Platelet activation by heparin

In this issue of Blood, Gao et al provide important insights into the proactivating effects of negatively charged anticoagulants on platelets.¹  They show outside-in signaling via the glycoprotein (GP) IIb-IIIa complex (integrin αIIbβ3) induced by heparin, low molecular weight heparin, and the therapeutic pentasaccharide fondaparinux.

The proactivating effects of heparin on platelets have been known for decades. Heparin can cause a moderate decrease in platelet count, which typically is seen at start of treatment with heparin in therapeutic doses. Concomitantly, markers of platelet activation are increased. Unfractionated heparin shows this effect to a greater extent than does low molecular weight heparin.²  In the 1970s and 1980s, this direct effect of heparin on platelets caused considerable confusion in the delineation of nonimmune (type I) and immune (type II) heparin-induced thrombocytopenia (HIT). Since the availability of sensitive assays for the detection of antibodies that cause immune HIT, differentiating both types has become much easier.³  Since then, however, immune HIT became the primary focus of research, and nonimmune interactions between heparin and platelets have been rather neglected.

In 1989, Chong and Ismael⁴  provided indirect evidence that the ability of heparin to potentiate platelet aggregation requires GPIIb-IIIa by showing that antibodies to this complex block the platelet-aggregating effect of heparin and that human platelets lacking this receptor could not be aggregated by heparin.

In the present study Gao and colleagues characterize several important steps in the mechanism of how negatively charged anticoagulants activate platelets.

Addition of heparin, low molecular weight heparin, or fondaparinux to platelets did not induce aggregation or granule secretion by itself, but potentiated the effect of low-dose adenosine diphosphate (ADP). That unfractionated heparin and fondaparinux had similar potentiating effects is an unexpected observation. While both molecules are strongly negatively charged, the small fondaparinux molecule is thought to bind poorly to proteins other than antithrombin, whereas the large unfractionated heparin molecules bind to many different proteins. Furthermore, in previous studies, the effects of low molecular weight heparins on platelets were much less pronounced compared with unfractionated heparin.⁵ 

Using a series of elegant experiments, Gao et al show direct binding of heparin to GPIIb-IIIa, triggering a signaling cascade that leads to activation of phosphatidyl-inositol-3 kinase. Interestingly, and potentially clinically relevant, platelets also bind to immobilized heparin via GPIIb-IIIa. This not only lowers the threshold for activation by other agonists like ADP, but induced platelet spreading involving a slightly different pathway involving phosphorylation of focal adhesion kinase (FAK).

This study has potential clinical implications far beyond the interesting aspects of platelet physiology. Negatively charged polysaccharide-based anticoagulants have been the mainstay for inhibiting the coagulation cascade in most acutely ill hospitalized patients. Thus, we may be inadvertently introducing an additional platelet-activating factor in nearly all treatment protocols. In this regard, it is of real interest that bivalirudin, a direct thrombin inhibitor used as an anticoagulant during percutaneous coronary interventions, showed in large clinical trials as having at least the same efficacy as combined treatment with heparin plus GPIIb-IIIa inhibition. In addition, many intravascular devices are coated with heparin based on the concept that this reduces activation of the clotting cascade. However, the present study challenges this theoretical concept. Surfaces exposing immobilized heparin likely induce mild activation of platelets. Activated platelets in turn expose phospholipids and thereby the catalytic surface for activating the clotting cascade. This needs to be explored by well-designed in vitro studies.
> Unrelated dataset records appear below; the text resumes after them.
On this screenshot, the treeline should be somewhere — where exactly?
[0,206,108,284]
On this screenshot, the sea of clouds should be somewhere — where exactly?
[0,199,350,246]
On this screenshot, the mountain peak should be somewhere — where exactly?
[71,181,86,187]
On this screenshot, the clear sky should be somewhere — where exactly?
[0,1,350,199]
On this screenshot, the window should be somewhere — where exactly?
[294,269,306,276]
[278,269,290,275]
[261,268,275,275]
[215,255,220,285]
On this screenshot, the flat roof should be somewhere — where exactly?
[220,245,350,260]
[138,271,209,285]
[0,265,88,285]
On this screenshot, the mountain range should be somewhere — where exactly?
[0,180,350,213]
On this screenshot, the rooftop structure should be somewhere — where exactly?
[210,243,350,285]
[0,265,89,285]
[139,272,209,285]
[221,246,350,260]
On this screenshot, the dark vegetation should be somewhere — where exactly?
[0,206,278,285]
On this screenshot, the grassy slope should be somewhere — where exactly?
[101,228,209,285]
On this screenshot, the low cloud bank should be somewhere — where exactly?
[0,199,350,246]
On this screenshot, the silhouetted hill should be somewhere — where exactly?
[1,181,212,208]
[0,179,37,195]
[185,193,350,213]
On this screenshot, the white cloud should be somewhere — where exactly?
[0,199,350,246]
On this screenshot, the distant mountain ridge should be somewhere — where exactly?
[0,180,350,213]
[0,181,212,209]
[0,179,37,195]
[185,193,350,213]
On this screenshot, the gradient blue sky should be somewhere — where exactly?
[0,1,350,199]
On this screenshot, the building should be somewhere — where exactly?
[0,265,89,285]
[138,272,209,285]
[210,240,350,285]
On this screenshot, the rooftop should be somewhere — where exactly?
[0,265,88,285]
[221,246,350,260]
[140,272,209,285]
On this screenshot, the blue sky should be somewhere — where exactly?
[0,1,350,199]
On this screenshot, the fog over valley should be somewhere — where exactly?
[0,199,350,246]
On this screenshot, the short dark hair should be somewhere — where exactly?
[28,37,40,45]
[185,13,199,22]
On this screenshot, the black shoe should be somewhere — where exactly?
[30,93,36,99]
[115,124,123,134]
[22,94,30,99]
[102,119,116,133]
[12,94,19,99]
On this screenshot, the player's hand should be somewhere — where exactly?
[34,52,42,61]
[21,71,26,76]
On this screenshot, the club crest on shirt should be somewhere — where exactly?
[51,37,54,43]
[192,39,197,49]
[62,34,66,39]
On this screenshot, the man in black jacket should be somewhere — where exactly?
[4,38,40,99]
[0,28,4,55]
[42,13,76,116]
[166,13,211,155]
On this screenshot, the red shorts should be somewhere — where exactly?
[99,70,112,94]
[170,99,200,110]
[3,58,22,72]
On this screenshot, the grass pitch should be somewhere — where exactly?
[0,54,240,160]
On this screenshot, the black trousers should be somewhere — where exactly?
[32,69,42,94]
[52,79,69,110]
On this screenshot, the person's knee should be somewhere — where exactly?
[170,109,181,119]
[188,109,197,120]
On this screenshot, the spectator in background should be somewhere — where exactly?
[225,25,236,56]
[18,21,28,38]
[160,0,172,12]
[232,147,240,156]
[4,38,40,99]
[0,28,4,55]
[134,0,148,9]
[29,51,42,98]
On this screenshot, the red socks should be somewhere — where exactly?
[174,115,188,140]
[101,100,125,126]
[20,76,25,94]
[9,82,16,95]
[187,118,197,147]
Currently, several nonheparin anticoagulants are entering clinical practice. Because of their completely different molecular structures, these drugs are very unlikely to interact with platelets in the same way as heparin, low molecular weight heparins, or fondaparinux do. It should be considered that, in patients treated with these novel drugs, platelets may have a comparatively higher threshold for activation. This may increase the bleeding risk if these new anticoagulants are combined with antiplatelets drugs.

Finally, the study of Gao et al also bridges into oncology. It is still an unresolved issue whether (and if so, how) low molecular weight heparins reduce disease progression and mortality in cancer patients. Platelets play a role in seeding of metastases, and heparin might interfere with this process. An alternative hypothesis could be that heparin also interacts with leukocytes or tumor cells, thereby inducing activating signaling that could modify the natural course of the disease.

We are in the middle of a paradigm shift of anticoagulant treatment. The current study is a perfect illustration about pleiotropic effects of heparin and heparin-like drugs beyond their anticoagulant capacity. Replacing heparin might be much more than just changing the anticoagulant.